February Newsletter: How to Navigate Your Career from Public to Private Sector
Moving from the public to private sector is much easier than doing it the other way around because the major pathway into and among private sector employers is through a hidden job market that is largely unavailable in the government setting. This hidden job market isn’t all that mysterious either. It is based on the fact that most people get jobs before they are publicized by executing a strategy that focuses on building effective external relationships and profiling employment targets based on need indicators rather than the job itself.
Need indicators are data points that suggest that a company might need a solution you can provide but have not yet moved toward addressing it. Examples could be turnover in your target role, market expansion, M&A, new products, quality issues, impending regulation, operational inefficiency, poor compliance, etc.
If you think about it, there are only two reasons companies hire anyone: (1) They lost someone who must be replaced, or (2) they need more people than they currently have to achieve their goals. Maintaining awareness of people’s movement and need indicators is the key to leveraging the hidden job market.

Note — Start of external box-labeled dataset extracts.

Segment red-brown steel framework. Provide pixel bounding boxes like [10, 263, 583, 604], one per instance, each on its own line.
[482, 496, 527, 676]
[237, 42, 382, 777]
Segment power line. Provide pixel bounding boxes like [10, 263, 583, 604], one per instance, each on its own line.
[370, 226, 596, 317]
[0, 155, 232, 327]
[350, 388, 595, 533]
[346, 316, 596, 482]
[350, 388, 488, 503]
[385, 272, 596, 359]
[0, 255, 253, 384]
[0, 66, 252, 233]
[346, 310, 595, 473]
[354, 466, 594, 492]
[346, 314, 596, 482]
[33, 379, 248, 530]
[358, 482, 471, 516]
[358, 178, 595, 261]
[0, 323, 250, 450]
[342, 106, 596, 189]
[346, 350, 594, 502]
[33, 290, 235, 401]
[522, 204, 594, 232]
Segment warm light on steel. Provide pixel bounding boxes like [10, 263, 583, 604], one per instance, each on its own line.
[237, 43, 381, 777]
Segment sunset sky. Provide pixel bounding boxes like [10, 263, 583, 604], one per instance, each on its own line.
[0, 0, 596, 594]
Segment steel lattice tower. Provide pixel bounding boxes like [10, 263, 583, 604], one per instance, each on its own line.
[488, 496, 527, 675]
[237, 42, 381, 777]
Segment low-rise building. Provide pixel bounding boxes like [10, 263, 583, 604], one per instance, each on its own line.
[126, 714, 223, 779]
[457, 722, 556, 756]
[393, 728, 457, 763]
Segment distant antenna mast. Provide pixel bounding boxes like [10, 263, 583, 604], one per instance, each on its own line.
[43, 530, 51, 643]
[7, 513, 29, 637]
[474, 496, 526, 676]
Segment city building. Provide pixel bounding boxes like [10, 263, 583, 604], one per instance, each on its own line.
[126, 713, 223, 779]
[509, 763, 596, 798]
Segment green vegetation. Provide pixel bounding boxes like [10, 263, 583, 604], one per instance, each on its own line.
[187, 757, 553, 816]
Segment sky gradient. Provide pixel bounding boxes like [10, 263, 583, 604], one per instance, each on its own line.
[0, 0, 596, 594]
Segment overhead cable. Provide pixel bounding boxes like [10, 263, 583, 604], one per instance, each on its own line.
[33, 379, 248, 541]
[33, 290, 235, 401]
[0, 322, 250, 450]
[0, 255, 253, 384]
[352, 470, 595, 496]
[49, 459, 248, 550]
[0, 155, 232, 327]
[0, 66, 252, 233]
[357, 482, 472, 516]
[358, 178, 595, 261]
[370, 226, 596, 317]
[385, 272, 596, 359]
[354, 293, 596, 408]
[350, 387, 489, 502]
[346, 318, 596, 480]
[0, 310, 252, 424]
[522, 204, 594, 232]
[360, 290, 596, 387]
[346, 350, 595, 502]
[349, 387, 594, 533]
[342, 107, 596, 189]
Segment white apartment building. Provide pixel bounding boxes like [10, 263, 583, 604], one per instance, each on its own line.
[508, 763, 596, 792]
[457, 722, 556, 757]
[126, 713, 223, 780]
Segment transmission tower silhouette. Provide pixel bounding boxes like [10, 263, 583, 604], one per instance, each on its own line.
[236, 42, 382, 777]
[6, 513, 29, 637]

Career change and job search are impossible to cover in a single newsletter. Anyone who hasn’t looked for a private sector job in a while should check out my December 2024 newsletter that hits the 12 key points of career navigation. It is set up in a “table of contents” format so that you can easily do deeper dives to drill down to the stuff you are curious about.
The Four Pillars of Change
Step 1: Target the right roles:
If you are currently working in the government or military, you may be unclear about where you would best fit in the private sector. This can be quite disorienting for the uninitiated because companies create all kinds of weird titles for the same jobs and often use different definitions for the same titles.
The best way to identify roles to target is to look at what the jobs do vs. what they are called. When I am called upon to do this with my clients, the starting point is to create an inventory of skills that tend to show up repeatedly when they focus on what they enjoy and are good at doing. I use professional accomplishments as the source code for this so that we have stories in place from the get-go that inform a future employer about how we have used our killer skills to produce results in the workplace.
Once we have defined the skills and achievements we want to transfer, we can use job sites (Indeed is great for this) to look for jobs that ask for those skills and outcomes. This is a great way to get a broad sense of possibilities from which you can whittle down based on both interest and viability.
Step 2: Align Your Verbiage on your resume and LinkedIn profile:
Avoid public sector or military jargon and acronyms. Focus instead on using verbiage from the job postings that are representative of the kinds of jobs you would be targeting. If the language from your public sector job description doesn’t appear in any private sector job postings it is probably best not to include it. It is never a good idea, after all, to run the risk of confusing your suitors with phrases they have to Google.
When we build resumes for our Job Guy clients, we always want to remember that computers eliminate 75% of candidates across the board. It is safe to presume, based on these numbers, that job seekers whose resume language best matches the job postings are most likely to make the cut. To meet this challenge, we do as much as we can to truthfully claim as broad a cross section of these “keywords” as possible within the professional experience section of documents.
If we absolutely have to use acronyms, we will spell them out to make it easier to understand by those who may not be familiar with them.
3. Focus on accomplishments
Contrary to popular belief, most people don’t land a new role primarily because they can perform the duties of the job. The prescreening process eliminates those who obviously can’t. Candidates who win the job typically outperform their competitors on two levels: (1) showing how they have delivered results similar to what is needed in the new role and (2) demonstrating that they are fully committed to excellence and will fit in well with others.
Most human and AI advisors emphasize the importance of quantifying accomplishments on resumes. I agree that numbers are great…provided they are the right numbers. It is important that numbers used in a resume demonstrate the correct scale, otherwise they have the opposite effect. The most common example of this is using a resume that claims 30+ years of executive leadership experience for a job that wants 5 to 7 years as a first line manager.
Always prepare accomplishments that will be needed in the job you want next. When asked to share achievements in interviews, prioritize the ones that relate best over those that just mean the most to you personally.
Focusing on producing top results is critically important in effective resume building, nailing job interviews, and developing a network of enthusiastic advocates.
4. Build a productive professional network
Most people in the private sector get jobs at the stage at which a company needs to bring someone on board but has not yet publicized that need. This can be a formal position that has not yet been circulated, but it is even better timing when an employer recognizes a business opportunity that requires bringing on talent but when the process to generate candidate flow has not yet begun.
The perfect time to change sectors or industries is always before the employer invites competition from folks who are already doing similar work in the same industry. Once employers have decided on their list of qualifications, they will almost always prefer on-the-job experience in a context that is as close as possible to what they want done.
Building a network of influencers in the new target industry is key to tapping into the hidden job market. Ideal contacts fall into two major groups: those who work in the departments you might target and those who are their trusted advisors (colleagues, vendors, advisors, funding sources, consultants, etc.).
My most rewarding career change stories are always about those folks who were able to get in front of the right person at the right time and blow them away with their confidence and enthusiasm for doing a great job in something they had not literally done before. And it has almost always happened when competition has not yet been created…through leveraging the hidden job market.